歯の構造は、お饅頭に例えると理解しやすいかもしれません。外側の皮にあたる部分と、内側の餡にあたる部分から構成されています。

歯の主要な構成要素

  1. エナメル質・象牙質(皮に相当):歯の外側を覆う硬い組織
  2. 歯髄(餡に相当):歯の内側にある柔らかい組織

エナメル質は、人体の中で最も硬い組織であり、歯の表面を保護します。象牙質は、エナメル質の下に位置し、骨に近い硬度を有します。

歯髄は、血管や神経が豊富な組織であり、歯の感覚や栄養供給を担います。歯科治療において、麻酔なしで歯髄に触れると激しい疼痛が生じるため、「神経」と通称されることがありますが、実際には多様な細胞と血管を含む重要な組織です。

根管の構造

歯髄が存在する空間は、根管(こんかん)と呼ばれます。根管は単純な形状ではなく、狭窄や湾曲など、複雑な形態を示すことが一般的です。

加齢に伴う歯の変化

歯髄の容積は、加齢とともに減少する傾向があります。これは、歯髄内の細胞が象牙質を生成し続けるためであり、高齢者においては象牙質の厚みが増加することが一般的です。

歯の構造

どんな時に根管治療が必要なの?

歯髄は、歯の健康を維持するために非常に重要な組織です。しかし、虫歯が進行し、歯髄が細菌感染によって壊死(腐敗)してしまうと、根管治療が必要となります。

根管治療の必要性

以下のような症状が現れた場合、根管治療を検討する必要があります。

  1. 虫歯の進行:
    1. 虫歯が歯髄(神経)まで進行し、激しい痛みがある場合
    2. 虫歯により歯髄が感染し、夜中に目が覚める様な場合
  2. 歯髄の炎症・壊死:
    1. 冷たいものや熱いものが非常にしみたり、激しい痛みがある場合(歯髄炎)
    2. 歯髄が細菌感染により壊死(神経が死んでしまった状態)した場合
  3. 根尖性歯周炎:
    1. 歯の根の先に膿が溜まり、歯茎の腫れや痛みがある場合
  4. 過去の根管治療の不具合:
    1. 過去の根管治療後に再び感染し、痛みや腫れが生じた場合
    2. 根管治療が不完全で、根の先に膿が溜まっている場合
  5. 歯の亀裂や破折:
    1. 歯に亀裂が入ったり、折れたりして、歯髄が露出した場合

歯髄の特殊性(抗生物質が効かないわけ)

体内の多くの組織は、重い細菌感染を起こしても、抗生物質による治療で回復が見込めます。しかし、歯の神経である歯髄は、構造上の理由から抗生物質が効きにくいという特徴を持っています。

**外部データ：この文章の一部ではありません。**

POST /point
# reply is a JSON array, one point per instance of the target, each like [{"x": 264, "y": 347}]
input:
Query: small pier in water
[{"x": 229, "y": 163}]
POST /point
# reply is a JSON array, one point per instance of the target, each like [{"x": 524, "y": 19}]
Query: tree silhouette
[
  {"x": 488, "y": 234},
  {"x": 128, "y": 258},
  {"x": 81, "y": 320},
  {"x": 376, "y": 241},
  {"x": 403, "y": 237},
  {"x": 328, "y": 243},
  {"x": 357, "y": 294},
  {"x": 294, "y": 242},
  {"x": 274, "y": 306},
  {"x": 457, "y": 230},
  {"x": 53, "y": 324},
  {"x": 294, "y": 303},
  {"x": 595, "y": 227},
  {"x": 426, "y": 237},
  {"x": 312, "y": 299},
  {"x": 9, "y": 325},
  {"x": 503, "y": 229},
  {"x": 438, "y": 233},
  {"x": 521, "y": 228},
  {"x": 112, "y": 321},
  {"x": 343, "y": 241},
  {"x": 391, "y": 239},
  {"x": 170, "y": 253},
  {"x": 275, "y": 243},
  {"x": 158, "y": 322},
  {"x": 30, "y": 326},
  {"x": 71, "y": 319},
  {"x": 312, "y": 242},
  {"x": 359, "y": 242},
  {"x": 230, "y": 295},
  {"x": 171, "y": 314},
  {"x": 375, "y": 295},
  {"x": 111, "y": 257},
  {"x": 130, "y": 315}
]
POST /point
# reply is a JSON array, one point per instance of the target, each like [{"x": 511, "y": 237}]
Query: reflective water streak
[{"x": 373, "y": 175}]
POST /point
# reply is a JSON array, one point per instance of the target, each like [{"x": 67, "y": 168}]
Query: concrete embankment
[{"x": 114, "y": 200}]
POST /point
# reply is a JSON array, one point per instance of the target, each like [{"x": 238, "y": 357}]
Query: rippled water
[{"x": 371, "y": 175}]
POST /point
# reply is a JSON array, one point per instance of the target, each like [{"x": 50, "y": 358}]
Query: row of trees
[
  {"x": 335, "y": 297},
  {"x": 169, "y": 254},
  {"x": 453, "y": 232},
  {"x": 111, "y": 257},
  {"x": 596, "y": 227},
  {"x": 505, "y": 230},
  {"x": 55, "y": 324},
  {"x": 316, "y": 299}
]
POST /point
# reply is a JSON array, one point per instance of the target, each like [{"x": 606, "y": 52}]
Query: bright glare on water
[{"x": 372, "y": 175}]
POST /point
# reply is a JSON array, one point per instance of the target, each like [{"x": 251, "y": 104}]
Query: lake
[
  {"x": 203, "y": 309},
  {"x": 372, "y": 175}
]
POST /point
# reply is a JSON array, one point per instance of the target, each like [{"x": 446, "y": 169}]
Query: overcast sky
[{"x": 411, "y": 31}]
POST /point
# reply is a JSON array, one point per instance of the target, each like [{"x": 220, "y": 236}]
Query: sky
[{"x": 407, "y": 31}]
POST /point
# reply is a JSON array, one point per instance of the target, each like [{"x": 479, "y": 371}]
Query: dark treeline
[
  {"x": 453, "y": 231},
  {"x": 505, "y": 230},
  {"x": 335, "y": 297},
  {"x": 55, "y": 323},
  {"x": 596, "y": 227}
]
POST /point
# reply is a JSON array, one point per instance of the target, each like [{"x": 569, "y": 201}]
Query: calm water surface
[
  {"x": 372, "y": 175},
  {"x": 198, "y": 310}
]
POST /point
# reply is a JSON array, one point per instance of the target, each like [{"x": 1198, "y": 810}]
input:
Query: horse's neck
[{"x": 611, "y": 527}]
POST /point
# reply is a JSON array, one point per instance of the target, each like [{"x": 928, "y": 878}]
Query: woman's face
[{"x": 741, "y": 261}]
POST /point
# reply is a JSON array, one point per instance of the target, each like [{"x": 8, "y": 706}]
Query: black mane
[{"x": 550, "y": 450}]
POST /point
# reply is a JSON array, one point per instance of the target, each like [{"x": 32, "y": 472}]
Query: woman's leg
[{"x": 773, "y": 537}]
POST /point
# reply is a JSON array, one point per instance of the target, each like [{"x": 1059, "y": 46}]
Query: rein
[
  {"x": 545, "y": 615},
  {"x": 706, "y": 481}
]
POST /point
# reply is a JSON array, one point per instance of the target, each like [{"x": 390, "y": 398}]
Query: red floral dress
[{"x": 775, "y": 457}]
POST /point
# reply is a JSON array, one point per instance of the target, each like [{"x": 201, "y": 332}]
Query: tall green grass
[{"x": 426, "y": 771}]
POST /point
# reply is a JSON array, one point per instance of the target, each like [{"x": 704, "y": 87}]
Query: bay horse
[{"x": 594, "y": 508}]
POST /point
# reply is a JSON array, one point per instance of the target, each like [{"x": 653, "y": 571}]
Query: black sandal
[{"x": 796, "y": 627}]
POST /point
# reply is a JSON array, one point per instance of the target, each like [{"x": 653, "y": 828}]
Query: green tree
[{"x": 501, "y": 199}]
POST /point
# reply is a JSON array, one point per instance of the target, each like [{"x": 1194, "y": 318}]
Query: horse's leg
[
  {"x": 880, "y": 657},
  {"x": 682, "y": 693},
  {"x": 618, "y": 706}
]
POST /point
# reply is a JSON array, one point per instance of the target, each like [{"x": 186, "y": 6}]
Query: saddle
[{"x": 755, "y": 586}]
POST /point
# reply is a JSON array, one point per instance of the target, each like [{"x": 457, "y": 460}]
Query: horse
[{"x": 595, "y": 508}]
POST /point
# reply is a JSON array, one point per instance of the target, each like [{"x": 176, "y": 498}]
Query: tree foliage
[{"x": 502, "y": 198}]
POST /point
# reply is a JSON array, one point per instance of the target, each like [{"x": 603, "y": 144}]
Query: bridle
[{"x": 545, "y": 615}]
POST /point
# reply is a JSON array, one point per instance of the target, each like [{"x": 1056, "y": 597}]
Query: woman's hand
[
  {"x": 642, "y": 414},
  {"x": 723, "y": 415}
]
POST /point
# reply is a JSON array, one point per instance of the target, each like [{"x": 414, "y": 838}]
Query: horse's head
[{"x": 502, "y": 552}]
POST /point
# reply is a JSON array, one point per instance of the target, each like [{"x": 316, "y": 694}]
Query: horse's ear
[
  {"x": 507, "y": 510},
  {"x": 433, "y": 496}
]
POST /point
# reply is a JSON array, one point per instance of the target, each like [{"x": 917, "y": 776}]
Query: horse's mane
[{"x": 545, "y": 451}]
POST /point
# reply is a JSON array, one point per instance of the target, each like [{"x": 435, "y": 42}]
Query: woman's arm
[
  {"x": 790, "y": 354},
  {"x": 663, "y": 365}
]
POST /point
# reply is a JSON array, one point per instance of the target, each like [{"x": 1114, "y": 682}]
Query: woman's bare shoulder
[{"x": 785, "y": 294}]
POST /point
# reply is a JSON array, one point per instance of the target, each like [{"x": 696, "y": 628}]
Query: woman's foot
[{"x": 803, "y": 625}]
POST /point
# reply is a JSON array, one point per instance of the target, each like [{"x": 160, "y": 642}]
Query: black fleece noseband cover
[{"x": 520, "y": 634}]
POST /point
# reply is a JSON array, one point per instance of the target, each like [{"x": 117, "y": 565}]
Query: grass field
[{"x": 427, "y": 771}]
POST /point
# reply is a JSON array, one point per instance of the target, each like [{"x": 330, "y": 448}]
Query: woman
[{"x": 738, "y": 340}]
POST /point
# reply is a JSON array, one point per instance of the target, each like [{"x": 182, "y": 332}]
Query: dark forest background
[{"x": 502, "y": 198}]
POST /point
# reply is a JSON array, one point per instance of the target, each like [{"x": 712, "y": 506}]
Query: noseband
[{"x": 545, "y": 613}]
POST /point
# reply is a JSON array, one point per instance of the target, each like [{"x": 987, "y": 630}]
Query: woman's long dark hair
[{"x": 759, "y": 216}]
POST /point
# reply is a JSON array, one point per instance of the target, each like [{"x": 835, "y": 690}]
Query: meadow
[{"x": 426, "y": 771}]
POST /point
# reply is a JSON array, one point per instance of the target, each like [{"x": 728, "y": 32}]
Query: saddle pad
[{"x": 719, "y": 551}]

歯髄は、根尖孔(こんせんこう)と呼ばれる非常に小さな穴を通して血管と繋がっています。この根尖孔が非常に小さいため、歯髄内部の血流は他の組織に比べて極めて乏しくなっています。血液の流れが少ないということは、抗生物質が血液によって運ばれても、歯髄の炎症部分に十分な量が届かないということを意味します。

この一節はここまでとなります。